A menudo estos “monopolios” duran poco porque los rivales encuentran formas de ofrecer productos y servicios similares o incluso mejores. Hace apenas dos décadas, las preocupaciones antimonopolio en el espacio tecnológico se centraban en empresas como MySpace, Yahoo y AOL. Al final, sin embargo, la innovación resultó ser la mejor política de competencia, no la intervención gubernamental.
Por desgracia, los reguladores de hoy parecen haber vuelto a una mentalidad de “lo grande es malo” que podría perjudicar a los consumidores al cambiar fundamentalmente los productos que disfrutan. El caso de Apple no es más que uno de una creciente lista de ejemplos de esta mentalidad.

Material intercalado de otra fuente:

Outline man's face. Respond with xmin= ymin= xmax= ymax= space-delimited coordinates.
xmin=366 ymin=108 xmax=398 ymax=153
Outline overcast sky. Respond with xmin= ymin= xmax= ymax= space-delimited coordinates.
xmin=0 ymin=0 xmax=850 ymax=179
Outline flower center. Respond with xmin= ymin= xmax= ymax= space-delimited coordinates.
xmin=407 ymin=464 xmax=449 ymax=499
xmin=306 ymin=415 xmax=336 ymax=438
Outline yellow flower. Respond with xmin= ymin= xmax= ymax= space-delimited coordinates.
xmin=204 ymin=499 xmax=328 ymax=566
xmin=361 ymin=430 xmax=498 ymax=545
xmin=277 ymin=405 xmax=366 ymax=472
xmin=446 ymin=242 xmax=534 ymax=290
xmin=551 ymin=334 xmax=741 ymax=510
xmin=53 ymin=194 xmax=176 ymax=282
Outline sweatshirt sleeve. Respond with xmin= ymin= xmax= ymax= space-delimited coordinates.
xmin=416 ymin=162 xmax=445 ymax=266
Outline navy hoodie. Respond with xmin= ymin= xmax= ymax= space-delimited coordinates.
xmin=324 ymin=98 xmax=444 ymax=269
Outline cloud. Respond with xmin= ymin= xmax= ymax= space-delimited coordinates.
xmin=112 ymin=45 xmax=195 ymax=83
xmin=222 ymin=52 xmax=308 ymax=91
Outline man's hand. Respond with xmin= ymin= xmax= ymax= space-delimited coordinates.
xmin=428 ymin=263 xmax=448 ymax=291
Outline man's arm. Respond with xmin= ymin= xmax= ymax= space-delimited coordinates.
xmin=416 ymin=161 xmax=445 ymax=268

Los consumidores eligen los productos de Apple no porque no tengan más remedio, sino por diversas razones. Al igual que los bebedores de Coca-Cola, los seguidores de Apple suelen pensar que sus productos son superiores y los elegirán aunque ello signifique sacrificar otras características que algunos -como los bebedores de Pepsi- puedan preferir. Pero, como ocurre con los smartphones, lo que elegimos a menudo se reduce al valor subjetivo que percibe el consumidor. En un mercado competitivo, que el gobierno dicte esas opciones mediante medidas antimonopolio tendría como resultado menos competencia e innovación, no más.
(*) Investigadora de la intersección de las tecnologías emergentes y el Derecho, con foco en las interacciones entre la tecnología y el estado administrativo.